В классе был Толик, у которого была ампутирована нога ниже колена. И довольно крупный для своих восьми лет мальчик-интернатовец, которого детдомовцы и выбрали объектом «ломки». Так в течение пяти ночей, как только он засыпал его, будили, тыча культей Толика ему в лицо. Через два дня он стал писаться, а на пятую ночь с ним случился припадок, его увезла скорая и больше мы его не видели. Не забывайте, это были дети восьми-девяти лет! Это происшествие, так сильно подействовало на интернатовцев, что на месяц они были полностью деморализованы и детдомовцы их просто обирали, а непокорных нещадно били, как в открытую – стаей, так и ночью делая «темную». Отбиралось все, начиная от какой-то провизии, что приносилась из дома, заканчивая одеждой и обувью, которую детдомовцы носили всю неделю и лишь перед уходом интернатовца домой, в субботу – возвращали, чтобы дома не заметили.


Любые изъяны во внешности, в поведении, в здоровье или говоре, высмеивались нещадно и зло. Почти у всех были клички, непонятно за что и кем данные, но почти все унизительные. «Рыжий пёсичка» – детдомовец из Очамчира, единственный мой близкий по интернату друг, с которым я поддерживал связь даже через восемь лет после интерната, «Козявинчи- букахинчи», «Сопля», «Сыкун» и т. д. Воровство, особо сухарей из тумбочки в спальне нещадно каралось, невзирая на лица!

Мое полковничье воспитание давало о себе знать. Со временем сплотил интернатовцев и мы дали достойный отпор, издевательства прекратились. Особым признанием моих заслуг в примирении было то, что мне ни одна сторона не дала какую-нибудь унизительную кличку. «Свои» звали по имени, а «чужие», чем я очень гордился – профессором, так как я частенько рассказывал на ночь рассказы Э. По, Честертона и даже изредка Э. Золя, которого я читал дома, украдкой по выходным.

Запомнились поголовные вакцинации и приезд стоматологов. Если первые, делая прививку оставляли в покое, то вторые, приезжая один раз в год, видимо, выполняя план по зубам, одним-двумя вырванными зубами не ограничивались и многие из детей ходили с многочисленными прорехами во рту.

Однажды у меня заболело ухо, врач посмотрела и сказала, что пройдет. Но в ухе нещадно стреляло и боль была невыносимая. Мне разрешили остаться в спальном корпусе и не идти на уроки. Так я лежал и мучился двое суток. Врач так и не пришла больше и лишь Леня (Рыжий пёсичка) постоянно был рядом и менял холодные компрессы, которые прикладывал к больному уху. Ночью вторых суток я сбежал и заявился домой в пять часов утра. У меня оказалось воспаление среднего уха и меня лечили уколами пенициллина, через каждые четыре часа и тёплыми компрессами. Воспаление вылечили, но правое ухо так и осталось с пониженным уровнем слуха.


Кормили и одевали плохо, особо это было видно на детдомовцах. Ходили постоянно голодные, а многие и в чем попало, из-за чего директору-отставнику сильно доставалось «на орехи» от моего деда. Он много хорошего сделал для интерната, например, заставил уволить двух типичных садистов-воспитателей, которые просто измывались над детьми, упиваясь своей безнаказанностью. Особенно лютовал ночной воспитатель по имени Бено.
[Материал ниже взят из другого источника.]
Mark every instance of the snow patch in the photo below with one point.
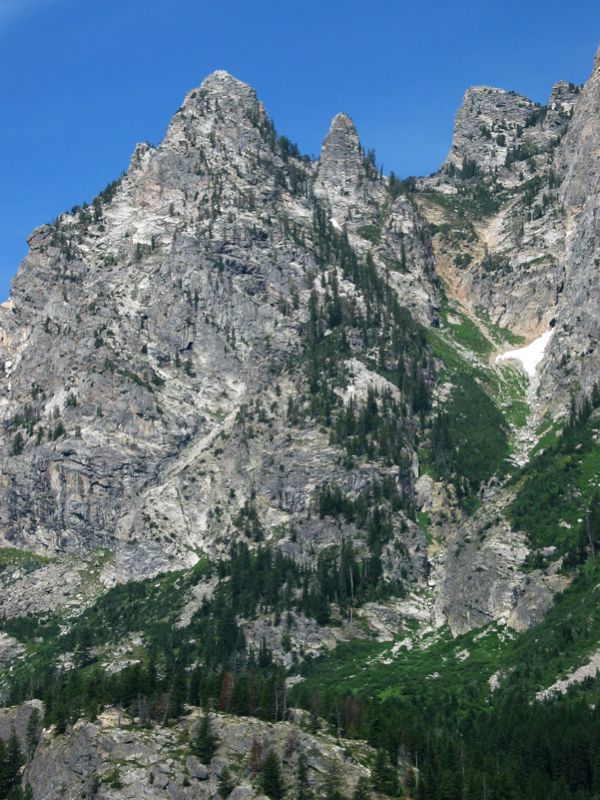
(529, 356)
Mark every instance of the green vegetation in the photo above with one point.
(555, 489)
(469, 442)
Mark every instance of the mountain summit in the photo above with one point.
(315, 449)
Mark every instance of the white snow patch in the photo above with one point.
(529, 356)
(589, 670)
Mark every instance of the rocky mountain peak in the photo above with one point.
(345, 176)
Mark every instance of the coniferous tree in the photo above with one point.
(302, 788)
(272, 777)
(226, 782)
(361, 790)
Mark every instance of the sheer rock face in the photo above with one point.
(573, 360)
(141, 329)
(533, 260)
(345, 178)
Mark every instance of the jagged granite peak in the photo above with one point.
(169, 306)
(346, 180)
(486, 125)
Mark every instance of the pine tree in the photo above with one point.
(272, 777)
(33, 732)
(361, 790)
(226, 782)
(331, 783)
(303, 790)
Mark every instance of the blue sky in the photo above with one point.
(82, 81)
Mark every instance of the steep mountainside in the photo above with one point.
(276, 443)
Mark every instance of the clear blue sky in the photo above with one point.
(81, 81)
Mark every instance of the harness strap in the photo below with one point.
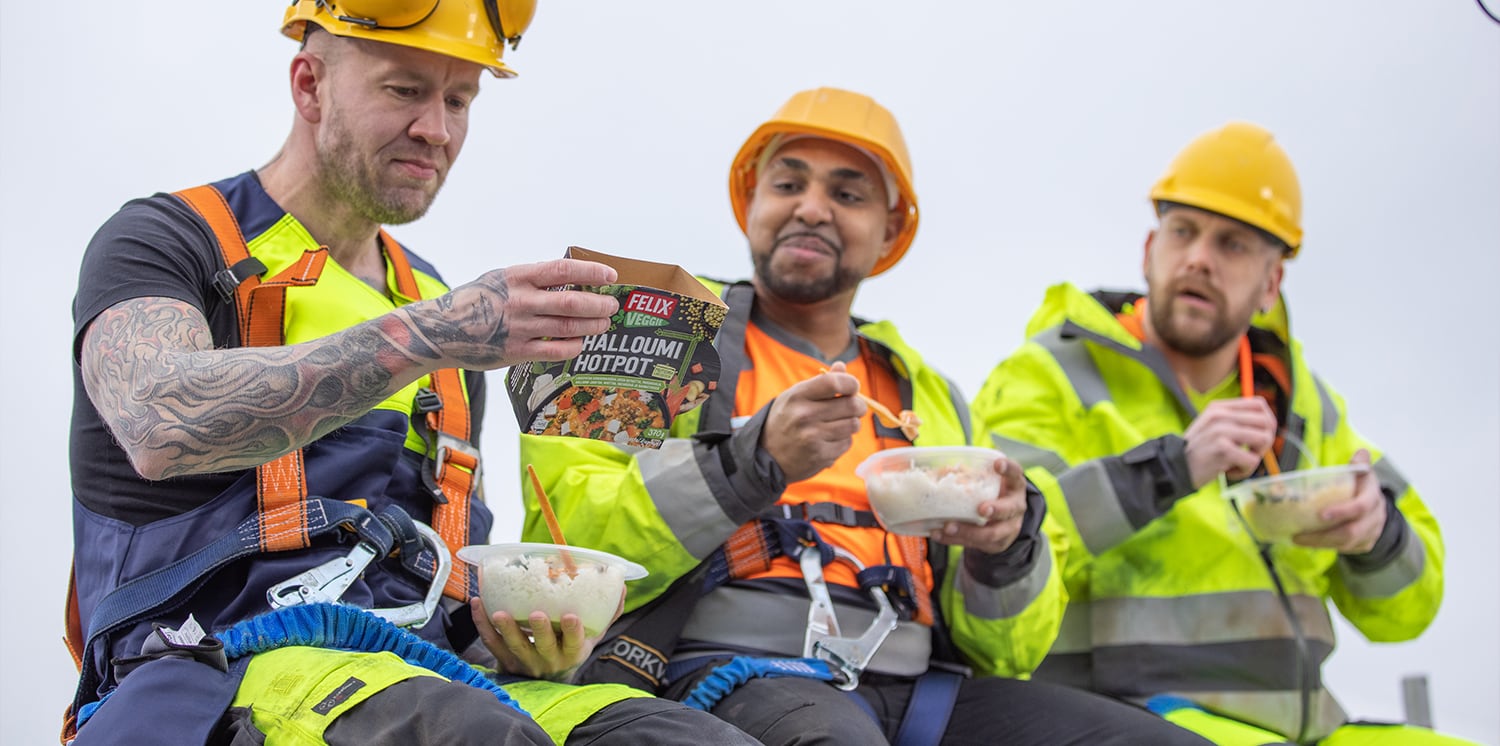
(929, 710)
(260, 306)
(347, 628)
(741, 668)
(822, 512)
(452, 458)
(165, 589)
(752, 548)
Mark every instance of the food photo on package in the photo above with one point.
(656, 360)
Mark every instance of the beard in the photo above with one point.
(800, 288)
(354, 180)
(1196, 344)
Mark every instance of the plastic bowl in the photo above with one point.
(917, 490)
(519, 578)
(1281, 506)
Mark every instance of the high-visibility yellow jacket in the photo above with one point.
(1167, 592)
(672, 508)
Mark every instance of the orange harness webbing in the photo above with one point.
(284, 481)
(1248, 362)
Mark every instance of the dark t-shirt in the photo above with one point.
(159, 248)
Он постоянно ходил с кизиловым прутом, которым хлестал больнее любой плетки. За малейшую провинность после отбоя в спальне, а наша находилась на третьем этаже, Бено спускал всех детей вниз на первый этаж выстраивал в коридоре и заставлял приседать, в зависимости от шалости сто и более раз. Тех, кто не мог это сделать обзаводились кровавыми рубцами, так как от удара прута лопалась кожа на бедрах, которые Бено заботливо и щедро потом смазывал йодом. Если кто-то из детей жаловался на него дирекции, то Бено, конечно, не выгоняли, так как зарплата воспитателя была грошовая и видимо компенсировалась его удовольствием, а вот для ребенка кара следовала незамедлительно, и он помещался на ночь в карцер – пустой сырой подвал без освещения. Такой экзекуции удостаивались правда только детдомовцы, так как интернатовцы могли рассказать родителям.